A 5 year fixed mortgage. The best you'll get is ~5%. A friend of mine has 3 fixed term mortgages from 1-3 years back that are all lower than that.
Try to get a car loan from a bank. They're much pickier about who they give one to and the best you'll do is ~9%.
Even a variable rate mortgage, the best you can do is ~1% over prime. My mortgage is .9% under prime.
The low house price theory: People keep saying that prices are down. This is definitely true in TO, Vancouver, Calgary, Edmonton. Elsewhere it's pretty well flat.
I'm not trying to discourage a house purchase, but now or a year from now rates and house prices will likely be the same. I've not heard anyone of credibility say that the economy is suddenly going to bounce back in the next year.
A 5 year fixed mortgage. The best you'll get is ~5%. A friend of mine has 3 fixed term mortgages from 1-3 years back that are all lower than that.

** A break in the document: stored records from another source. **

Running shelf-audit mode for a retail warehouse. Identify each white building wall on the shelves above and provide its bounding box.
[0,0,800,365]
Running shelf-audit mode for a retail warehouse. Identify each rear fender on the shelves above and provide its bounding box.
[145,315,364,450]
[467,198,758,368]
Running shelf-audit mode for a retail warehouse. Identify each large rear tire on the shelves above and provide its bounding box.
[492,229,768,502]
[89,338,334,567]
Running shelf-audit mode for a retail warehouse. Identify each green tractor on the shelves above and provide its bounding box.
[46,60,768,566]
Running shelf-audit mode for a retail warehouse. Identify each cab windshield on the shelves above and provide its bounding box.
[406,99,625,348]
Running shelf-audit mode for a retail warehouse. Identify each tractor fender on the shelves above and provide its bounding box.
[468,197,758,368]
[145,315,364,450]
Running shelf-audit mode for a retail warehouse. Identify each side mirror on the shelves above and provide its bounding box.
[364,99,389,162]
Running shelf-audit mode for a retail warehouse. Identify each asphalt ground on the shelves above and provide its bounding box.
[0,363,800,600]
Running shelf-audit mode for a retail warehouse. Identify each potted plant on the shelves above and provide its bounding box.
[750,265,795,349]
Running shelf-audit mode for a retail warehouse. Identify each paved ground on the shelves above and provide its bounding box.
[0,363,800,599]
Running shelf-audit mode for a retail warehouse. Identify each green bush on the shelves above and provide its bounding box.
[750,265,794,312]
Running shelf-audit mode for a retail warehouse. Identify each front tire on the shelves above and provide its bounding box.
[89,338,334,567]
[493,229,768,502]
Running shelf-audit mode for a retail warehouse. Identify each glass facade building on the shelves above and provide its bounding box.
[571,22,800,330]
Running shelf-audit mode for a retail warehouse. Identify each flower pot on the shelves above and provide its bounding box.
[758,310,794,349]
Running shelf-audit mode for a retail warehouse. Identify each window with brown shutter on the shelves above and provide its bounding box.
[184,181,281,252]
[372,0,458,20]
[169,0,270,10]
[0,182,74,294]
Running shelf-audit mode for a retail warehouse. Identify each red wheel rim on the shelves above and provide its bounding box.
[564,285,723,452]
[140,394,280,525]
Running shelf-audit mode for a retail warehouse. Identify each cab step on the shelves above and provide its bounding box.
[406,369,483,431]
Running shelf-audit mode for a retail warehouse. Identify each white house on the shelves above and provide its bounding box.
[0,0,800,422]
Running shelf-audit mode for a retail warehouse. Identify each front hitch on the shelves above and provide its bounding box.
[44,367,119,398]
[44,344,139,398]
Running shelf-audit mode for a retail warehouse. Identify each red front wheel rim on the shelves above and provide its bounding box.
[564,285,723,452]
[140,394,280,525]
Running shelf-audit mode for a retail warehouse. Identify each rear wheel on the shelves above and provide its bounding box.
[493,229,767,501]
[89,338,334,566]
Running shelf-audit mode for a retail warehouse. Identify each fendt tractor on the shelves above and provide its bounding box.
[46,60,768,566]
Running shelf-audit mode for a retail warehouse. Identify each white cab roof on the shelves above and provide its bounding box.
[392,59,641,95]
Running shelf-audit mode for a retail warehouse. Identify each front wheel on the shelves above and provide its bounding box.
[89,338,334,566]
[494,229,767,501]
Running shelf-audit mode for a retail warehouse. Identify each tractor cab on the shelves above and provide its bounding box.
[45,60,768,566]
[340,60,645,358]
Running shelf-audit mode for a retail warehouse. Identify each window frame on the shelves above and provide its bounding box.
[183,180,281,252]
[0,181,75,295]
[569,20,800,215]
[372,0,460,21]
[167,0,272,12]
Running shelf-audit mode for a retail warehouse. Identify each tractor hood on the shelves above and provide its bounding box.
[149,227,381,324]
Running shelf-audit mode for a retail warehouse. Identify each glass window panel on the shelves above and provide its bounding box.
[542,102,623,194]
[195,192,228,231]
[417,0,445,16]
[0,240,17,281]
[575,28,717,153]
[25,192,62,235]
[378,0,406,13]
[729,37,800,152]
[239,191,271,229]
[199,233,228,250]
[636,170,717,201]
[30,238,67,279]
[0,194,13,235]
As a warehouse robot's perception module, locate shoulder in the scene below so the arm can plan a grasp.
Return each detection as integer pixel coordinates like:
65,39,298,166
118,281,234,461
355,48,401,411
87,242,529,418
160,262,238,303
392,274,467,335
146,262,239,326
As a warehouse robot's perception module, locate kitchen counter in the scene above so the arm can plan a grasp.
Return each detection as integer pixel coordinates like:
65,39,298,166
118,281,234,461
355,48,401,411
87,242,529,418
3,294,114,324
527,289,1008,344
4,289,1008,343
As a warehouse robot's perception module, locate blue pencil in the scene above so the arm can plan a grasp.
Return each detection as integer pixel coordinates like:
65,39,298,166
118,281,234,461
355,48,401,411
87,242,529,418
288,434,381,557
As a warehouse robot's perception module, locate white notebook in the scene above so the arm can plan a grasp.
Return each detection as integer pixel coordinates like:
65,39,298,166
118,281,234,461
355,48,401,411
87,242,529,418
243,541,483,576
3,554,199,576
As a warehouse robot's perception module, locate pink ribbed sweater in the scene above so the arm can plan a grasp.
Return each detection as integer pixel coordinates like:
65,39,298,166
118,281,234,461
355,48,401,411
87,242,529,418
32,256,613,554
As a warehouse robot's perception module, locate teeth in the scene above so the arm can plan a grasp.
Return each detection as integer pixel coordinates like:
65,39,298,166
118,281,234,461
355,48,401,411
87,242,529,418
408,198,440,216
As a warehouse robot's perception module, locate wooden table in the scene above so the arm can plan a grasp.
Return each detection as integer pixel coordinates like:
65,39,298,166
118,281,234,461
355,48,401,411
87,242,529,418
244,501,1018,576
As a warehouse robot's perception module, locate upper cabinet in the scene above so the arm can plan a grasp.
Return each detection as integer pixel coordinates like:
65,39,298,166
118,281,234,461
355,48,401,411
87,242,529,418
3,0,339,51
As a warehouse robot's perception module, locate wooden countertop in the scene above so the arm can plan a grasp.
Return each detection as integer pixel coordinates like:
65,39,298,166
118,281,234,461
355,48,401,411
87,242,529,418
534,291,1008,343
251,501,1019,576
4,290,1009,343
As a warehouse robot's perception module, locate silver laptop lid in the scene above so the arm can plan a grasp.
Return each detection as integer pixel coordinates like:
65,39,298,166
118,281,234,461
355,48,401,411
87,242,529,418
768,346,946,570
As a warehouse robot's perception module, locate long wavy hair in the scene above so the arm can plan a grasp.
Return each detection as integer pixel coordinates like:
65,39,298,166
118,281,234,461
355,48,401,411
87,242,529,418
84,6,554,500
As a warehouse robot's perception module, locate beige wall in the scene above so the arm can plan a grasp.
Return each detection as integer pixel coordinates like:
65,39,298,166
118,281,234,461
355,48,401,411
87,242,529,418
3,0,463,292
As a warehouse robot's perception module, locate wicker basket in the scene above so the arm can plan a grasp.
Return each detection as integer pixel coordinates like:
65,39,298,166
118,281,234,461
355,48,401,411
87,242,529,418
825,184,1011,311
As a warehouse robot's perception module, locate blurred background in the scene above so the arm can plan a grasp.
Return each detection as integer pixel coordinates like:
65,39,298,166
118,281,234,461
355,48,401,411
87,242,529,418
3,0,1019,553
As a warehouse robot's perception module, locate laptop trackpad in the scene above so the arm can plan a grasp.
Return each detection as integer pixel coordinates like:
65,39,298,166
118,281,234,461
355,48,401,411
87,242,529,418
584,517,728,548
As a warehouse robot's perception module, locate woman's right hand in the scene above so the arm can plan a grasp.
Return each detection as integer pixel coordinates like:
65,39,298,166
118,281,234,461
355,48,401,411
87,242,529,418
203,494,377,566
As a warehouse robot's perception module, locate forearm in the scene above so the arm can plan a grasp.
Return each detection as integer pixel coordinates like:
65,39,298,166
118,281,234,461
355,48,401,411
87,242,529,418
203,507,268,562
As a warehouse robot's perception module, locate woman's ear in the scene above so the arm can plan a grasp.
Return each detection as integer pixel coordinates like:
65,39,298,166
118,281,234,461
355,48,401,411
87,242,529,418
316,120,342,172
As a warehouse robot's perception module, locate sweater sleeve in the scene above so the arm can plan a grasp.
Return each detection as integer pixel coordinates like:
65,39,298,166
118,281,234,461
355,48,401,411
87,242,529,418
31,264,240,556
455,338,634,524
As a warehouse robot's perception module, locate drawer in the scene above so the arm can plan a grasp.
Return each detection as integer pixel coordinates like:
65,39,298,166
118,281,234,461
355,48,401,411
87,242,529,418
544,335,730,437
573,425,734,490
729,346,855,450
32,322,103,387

Try to get a car loan from a bank. They're much pickier about who they give one to and the best you'll do is ~9%.
Even a variable rate mortgage, the best you can do is ~1% over prime. My mortgage is .9% under prime.
The low house price theory: People keep saying that prices are down. This is definitely true in TO, Vancouver, Calgary, Edmonton. Elsewhere it's pretty well flat.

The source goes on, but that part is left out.